However, in crowd scenarios, tasks often encounter challenging factors such as severe occlusions, scale changes, diversity of crowd distribution, etc., especially in very crowded scenarios, where estimating crowdedness is difficult due to the visual similarity of foreground and background objects and scale changes of the head.
Networks that directly aggregate different scale context features currently exist, but not all features are useful for final population counting, and direct aggregation creates redundancy of information that can affect the performance of the counting network.
Disclosure of Invention
In view of the drawbacks of the prior art, an object of the present invention is to provide an adaptive multi-scale context aggregation method for crowding.
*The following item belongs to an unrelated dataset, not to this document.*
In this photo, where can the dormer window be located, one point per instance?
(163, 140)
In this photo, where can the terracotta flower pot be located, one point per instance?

The invention provides a self-adaptive multi-scale context aggregation method for crowds counting, which comprises the following steps:
step 1: inputting a sample picture into a backbone network, and extracting a feature map with the size i times of the resolution of an input image;
step 2: inputting the extracted feature map into a plurality of multi-scale context aggregation modules in a cascading mode, extracting and adaptively aggregating multi-scale context information to obtain multi-scale context features; an up-sampling layer is arranged behind each multi-scale context aggregation module and is used for converting multi-scale context characteristics into a characteristic diagram with higher resolution;
step 3: performing convolution layer processing on the generated multi-scale context characteristics to generate a density map;
step 4: calculating a loss function between the generated density map and the true value density map, and optimizing network parameters;
step 5: and integrating and summing the generated density maps to obtain the number of predicted people.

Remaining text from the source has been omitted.